Repairs and cleanup commands default to preview mode. Add --execute only after reviewing the proposed actions.

epwshiftr --store ~/cmip6-store storage repair
epwshiftr --store ~/cmip6-store storage repair --execute

epwshiftr --store ~/cmip6-store storage cleanup --scope tmp --older-than 604800
epwshiftr --store ~/cmip6-store storage cleanup --scope tmp --older-than 604800 --execute

Use JSON and JSONL for Automation

Human-readable output is the default. Add --json when another script should consume a complete result. Add --jsonl with download watch --follow when a script should consume streaming progress events one object per line.

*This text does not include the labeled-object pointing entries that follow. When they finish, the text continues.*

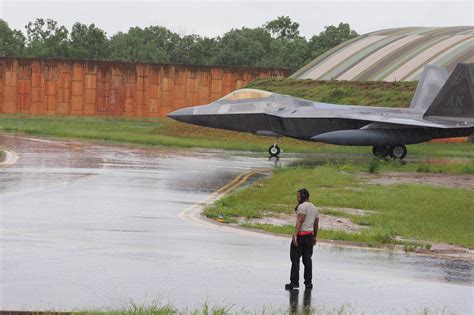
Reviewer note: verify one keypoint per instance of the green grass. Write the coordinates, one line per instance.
(384, 94)
(206, 309)
(166, 132)
(417, 212)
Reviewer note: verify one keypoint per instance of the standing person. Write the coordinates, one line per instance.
(304, 238)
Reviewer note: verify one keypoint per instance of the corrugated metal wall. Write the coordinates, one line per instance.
(68, 87)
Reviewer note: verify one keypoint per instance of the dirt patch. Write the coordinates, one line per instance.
(352, 211)
(445, 180)
(326, 222)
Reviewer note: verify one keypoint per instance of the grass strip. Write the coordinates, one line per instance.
(166, 132)
(418, 212)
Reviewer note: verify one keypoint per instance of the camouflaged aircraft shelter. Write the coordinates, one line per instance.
(397, 54)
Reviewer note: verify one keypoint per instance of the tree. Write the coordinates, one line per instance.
(12, 42)
(331, 37)
(152, 44)
(88, 42)
(46, 39)
(246, 47)
(283, 28)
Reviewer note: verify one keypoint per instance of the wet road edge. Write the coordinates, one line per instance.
(194, 214)
(11, 157)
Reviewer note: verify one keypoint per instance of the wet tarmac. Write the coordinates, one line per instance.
(86, 226)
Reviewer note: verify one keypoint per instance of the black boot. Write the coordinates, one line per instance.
(291, 286)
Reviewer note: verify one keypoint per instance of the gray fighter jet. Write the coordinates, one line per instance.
(443, 107)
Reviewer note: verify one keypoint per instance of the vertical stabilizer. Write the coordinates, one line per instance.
(456, 97)
(431, 81)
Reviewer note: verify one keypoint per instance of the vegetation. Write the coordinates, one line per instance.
(275, 44)
(166, 132)
(377, 93)
(206, 309)
(419, 212)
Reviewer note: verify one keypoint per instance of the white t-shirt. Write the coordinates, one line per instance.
(311, 214)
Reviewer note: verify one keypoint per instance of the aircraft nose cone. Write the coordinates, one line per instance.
(184, 114)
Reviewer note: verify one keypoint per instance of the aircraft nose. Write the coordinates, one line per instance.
(184, 114)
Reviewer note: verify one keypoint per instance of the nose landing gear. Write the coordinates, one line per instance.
(274, 150)
(397, 152)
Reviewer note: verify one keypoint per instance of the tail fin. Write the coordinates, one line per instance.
(431, 81)
(456, 97)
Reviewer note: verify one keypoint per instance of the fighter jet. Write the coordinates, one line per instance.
(442, 107)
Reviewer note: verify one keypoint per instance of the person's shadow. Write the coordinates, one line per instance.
(306, 301)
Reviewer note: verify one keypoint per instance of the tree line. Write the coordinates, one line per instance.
(277, 43)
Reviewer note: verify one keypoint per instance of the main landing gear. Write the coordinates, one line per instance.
(274, 150)
(397, 152)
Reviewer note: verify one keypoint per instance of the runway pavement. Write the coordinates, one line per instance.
(85, 226)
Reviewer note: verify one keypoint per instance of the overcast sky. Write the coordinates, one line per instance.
(213, 18)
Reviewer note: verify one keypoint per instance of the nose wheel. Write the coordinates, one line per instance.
(397, 152)
(274, 150)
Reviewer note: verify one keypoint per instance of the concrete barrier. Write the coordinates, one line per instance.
(76, 87)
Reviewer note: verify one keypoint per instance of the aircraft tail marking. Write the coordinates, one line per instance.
(431, 81)
(456, 97)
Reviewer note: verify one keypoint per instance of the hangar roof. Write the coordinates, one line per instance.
(397, 54)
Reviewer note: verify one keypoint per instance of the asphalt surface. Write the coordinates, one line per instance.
(88, 226)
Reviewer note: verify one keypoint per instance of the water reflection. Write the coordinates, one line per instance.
(306, 307)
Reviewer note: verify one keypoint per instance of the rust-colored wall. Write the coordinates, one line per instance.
(72, 87)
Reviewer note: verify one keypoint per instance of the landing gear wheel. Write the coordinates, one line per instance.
(398, 152)
(380, 151)
(274, 150)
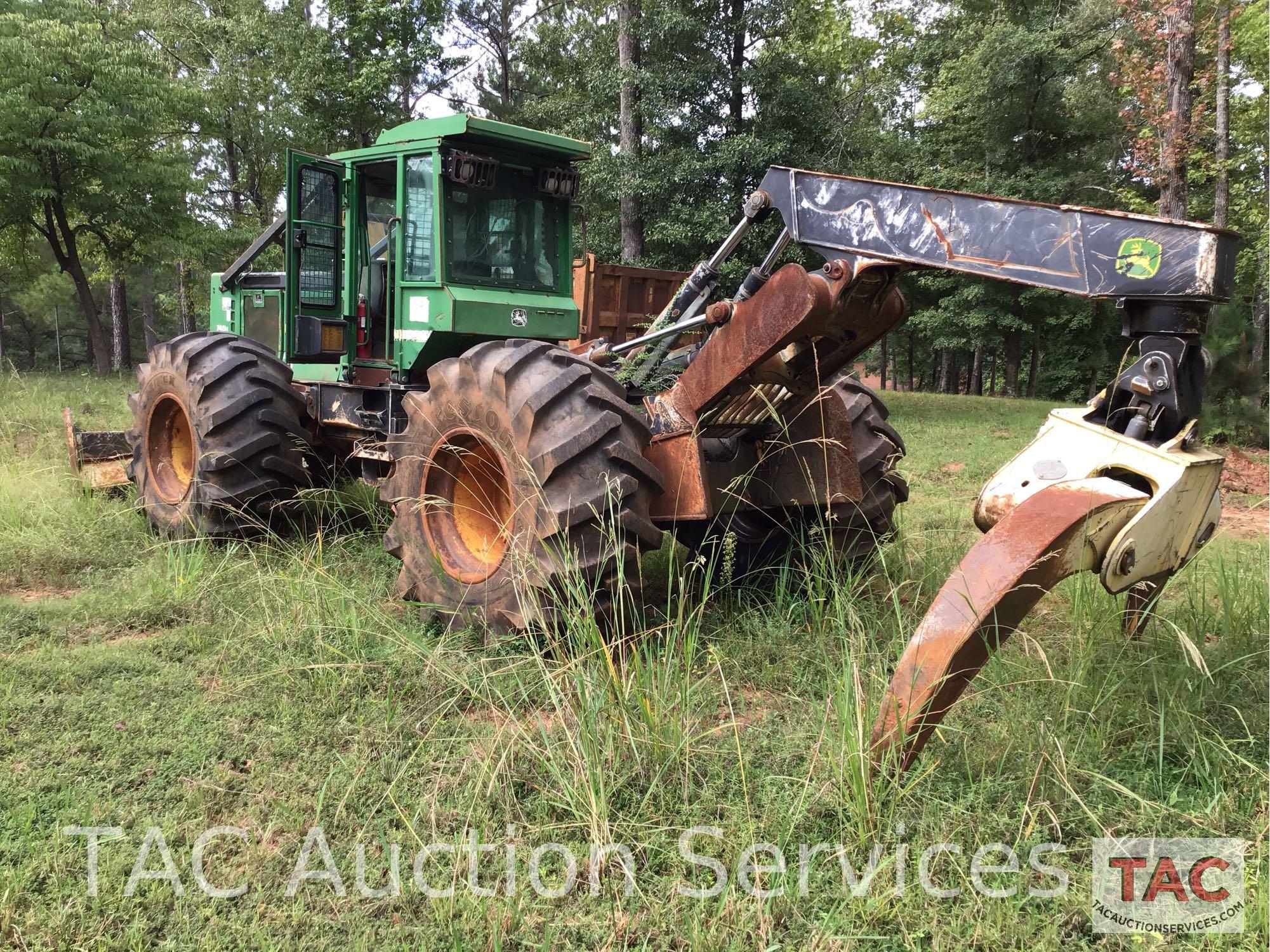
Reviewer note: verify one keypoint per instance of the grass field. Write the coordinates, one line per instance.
(279, 686)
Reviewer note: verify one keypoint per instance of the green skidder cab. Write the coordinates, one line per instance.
(444, 234)
(414, 340)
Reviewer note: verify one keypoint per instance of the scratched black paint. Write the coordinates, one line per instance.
(1064, 248)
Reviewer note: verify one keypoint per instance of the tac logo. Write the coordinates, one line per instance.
(1138, 258)
(1177, 885)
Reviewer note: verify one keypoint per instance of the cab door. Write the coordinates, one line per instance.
(318, 331)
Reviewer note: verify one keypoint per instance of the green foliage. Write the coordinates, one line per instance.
(1024, 98)
(279, 685)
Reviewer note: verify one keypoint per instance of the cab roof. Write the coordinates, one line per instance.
(478, 131)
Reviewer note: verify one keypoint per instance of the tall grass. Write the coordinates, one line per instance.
(279, 684)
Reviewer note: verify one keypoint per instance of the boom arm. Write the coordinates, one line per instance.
(1120, 489)
(1083, 252)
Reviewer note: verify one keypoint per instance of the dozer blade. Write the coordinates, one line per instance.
(1055, 532)
(98, 458)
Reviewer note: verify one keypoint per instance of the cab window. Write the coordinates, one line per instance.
(507, 235)
(420, 257)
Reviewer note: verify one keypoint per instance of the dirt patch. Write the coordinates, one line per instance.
(1242, 473)
(539, 719)
(1245, 524)
(748, 708)
(136, 637)
(41, 593)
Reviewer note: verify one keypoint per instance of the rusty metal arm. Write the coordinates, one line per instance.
(1080, 497)
(1057, 532)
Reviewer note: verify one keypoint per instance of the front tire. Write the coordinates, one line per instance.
(521, 473)
(218, 437)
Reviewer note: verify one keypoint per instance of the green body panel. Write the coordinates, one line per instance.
(431, 318)
(227, 313)
(489, 312)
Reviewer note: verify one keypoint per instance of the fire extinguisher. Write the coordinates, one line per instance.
(364, 341)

epwshiftr --store ~/cmip6-store --json query status <query_id>
epwshiftr --store ~/cmip6-store --json download watch --query <query_id>
epwshiftr --store ~/cmip6-store --json storage validate --query <query_id>
epwshiftr --store ~/cmip6-store --jsonl download watch --query <query_id> --follow

Use --quiet when you only need the process status. CLI status codes are:

  • 0: success;
  • 1: runtime error;
  • 2: usage error.

Command Groups

Use built-in help for the complete command list:

epwshiftr help
epwshiftr help query add
epwshiftr help download run
epwshiftr help shift run
epwshiftr help extract plan
epwshiftr help morph run
epwshiftr help storage validate

The command groups intentionally mirror the package boundaries:

  • doctor: local and optional network diagnostics;
  • query: create, track, update, inspect, tag, and remove store queries;
  • download: preflight, run, resume, retry, verify, and inspect downloads;
  • shift: config-driven request, collect, extract, morph, and EPW workflow runs;
  • extract: store-ID extraction planning, execution, coverage, and artifacts;
  • morph: morphing variables, backends, runs, EPW writing, status, and outputs;
  • storage: layout, report, validate, repair, and cleanup local files;
  • esgf: compact ESGF query and download health reports.